There are three different types of ticks prevalent in New Jersey: the deer tick, the lone star tick, and the american dog tick. Deer ticks are the smallest of the three and are black in color. The deer tick is a transmitter of Lyme disease. The american dog tick is much larger in size, looks like a white or grey kernel of corn when engorged, and is the tick that is most frequently encountered. The american dog tick can be a transmitter of the Rocky Mountain Spotted Fever. The lone star tick can be identified by the white spot on its back but is less common in this area.
Fleas appear as small red or black dots about the size of a pinhead and can be found on any part of the body, but tend to congregate around the neck and tail area of cats and dogs.


Ticks tend to favor wooded areas with overgrown grass. After every hike or walk with your dog, take the time to diligently scan his or her body for ticks. Use a brush or a flea/tick comb to slowly comb through the hair. If any fleas or ticks were on your dog’s body, it would get trapped in the fine tines of the comb. It is important to speak with your veterinarian about the best preventative measure you can take, whether it's Frontline, K9 Advantix or any other lotion your vet recommends. Be consistent and apply the preventative medication once every month or as often as your vet recommends.


What do you do if you find a tick on your dog’s body? Use tweezers to pull the tick straight out, do not twist. Try not to grab the tick’s body but rather the mouth parts attached to your pet. Drop the tick in a jar of alcohol to kill it. If you want to be sure it is not a disease carrying deer tick, bring the tick preserved in alcohol to your local veterinarian to have it examined. Simply flushing a tick down the toilet will not kill it. Clean the bite wound with antiseptic.

Fleas are less dangerous than ticks but are much more annoying. As soon as a flea sucks blood, it is able to reproduce and will soon lay eggs. To completely eradicate fleas from your pet and your home it is crucial to wash all bedding where your dog sleeps in hot soapy water. Vacuum the entire house making sure to focus on baseboards and the corners of every room. Seal the vacuum bag in a plastic trash bag and either freeze it or pour flea powder into the bag to ensure the fleas do not return, then dispose in an outdoor trash receptacle. It may take several weeks to entirely wipe out those pesky fleas, so continue to wash bedding, rugs and pillows and be vigilant with your vacuuming. If these natural solutions prove ineffective after several weeks, it may be time to invite an exterminator over. Make sure that whatever fogger or spray is used contains an IGR, or insect growth regulator, to exterminate the flea in all its life cycles, from larva to adult.

To remove fleas from Fido, wash him or her in hot soapy water. There are many natural remedies out there that you may want to try before resorting to flea shampoos which contain harsh chemicals but may later prove to be necessary. Discuss your options with your veterinarian to determine the best and safest solution for your pet. If needed, Morris Animal Inn does provide flea shampooing.
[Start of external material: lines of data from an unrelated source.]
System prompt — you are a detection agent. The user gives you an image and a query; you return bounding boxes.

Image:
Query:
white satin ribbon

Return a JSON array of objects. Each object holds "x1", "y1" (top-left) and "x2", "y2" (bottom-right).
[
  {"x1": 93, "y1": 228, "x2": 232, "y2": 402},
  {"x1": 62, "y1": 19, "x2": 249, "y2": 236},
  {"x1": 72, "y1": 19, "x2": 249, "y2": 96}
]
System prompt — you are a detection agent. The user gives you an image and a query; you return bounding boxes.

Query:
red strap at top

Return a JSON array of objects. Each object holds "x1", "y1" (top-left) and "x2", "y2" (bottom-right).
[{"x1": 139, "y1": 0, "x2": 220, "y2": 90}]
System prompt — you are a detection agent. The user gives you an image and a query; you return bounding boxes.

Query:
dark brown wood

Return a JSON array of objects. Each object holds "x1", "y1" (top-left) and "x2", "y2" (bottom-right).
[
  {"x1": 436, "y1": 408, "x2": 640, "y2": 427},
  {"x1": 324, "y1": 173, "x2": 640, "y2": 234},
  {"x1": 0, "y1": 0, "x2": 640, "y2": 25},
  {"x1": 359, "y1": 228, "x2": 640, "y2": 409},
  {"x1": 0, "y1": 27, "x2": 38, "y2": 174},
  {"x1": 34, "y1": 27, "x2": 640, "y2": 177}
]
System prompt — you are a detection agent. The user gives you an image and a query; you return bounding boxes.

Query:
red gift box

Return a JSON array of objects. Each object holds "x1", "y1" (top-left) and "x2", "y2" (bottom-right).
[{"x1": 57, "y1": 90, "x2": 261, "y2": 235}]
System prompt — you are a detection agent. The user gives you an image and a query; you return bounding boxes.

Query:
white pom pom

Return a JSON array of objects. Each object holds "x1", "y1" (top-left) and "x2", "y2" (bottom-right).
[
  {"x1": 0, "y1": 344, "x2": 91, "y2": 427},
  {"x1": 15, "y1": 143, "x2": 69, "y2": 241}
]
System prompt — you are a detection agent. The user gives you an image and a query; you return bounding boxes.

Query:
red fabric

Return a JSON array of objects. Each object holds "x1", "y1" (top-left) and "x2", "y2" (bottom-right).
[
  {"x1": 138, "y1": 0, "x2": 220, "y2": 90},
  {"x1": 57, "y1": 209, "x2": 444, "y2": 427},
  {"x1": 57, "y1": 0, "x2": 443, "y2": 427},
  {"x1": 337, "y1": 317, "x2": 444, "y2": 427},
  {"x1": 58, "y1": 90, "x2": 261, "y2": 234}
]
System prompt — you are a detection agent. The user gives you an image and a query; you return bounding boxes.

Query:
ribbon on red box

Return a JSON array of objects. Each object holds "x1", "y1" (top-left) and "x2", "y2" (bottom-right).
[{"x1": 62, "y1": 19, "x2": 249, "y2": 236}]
Armed with these tips, you’ll be able to show any tick or flea whose boss!


  1. Thanks!! So glad it was helpful!

  2. Hi,
    Great information shared by you.Keep your pets Flea and Tick Free is really a big task. I would like to suggest best flea prevention products online.

  3. I use some other product to keep my dog safe from ticks and fleas. Anyways, thanks for the review. I really appreciate your effort to help people with their dogs.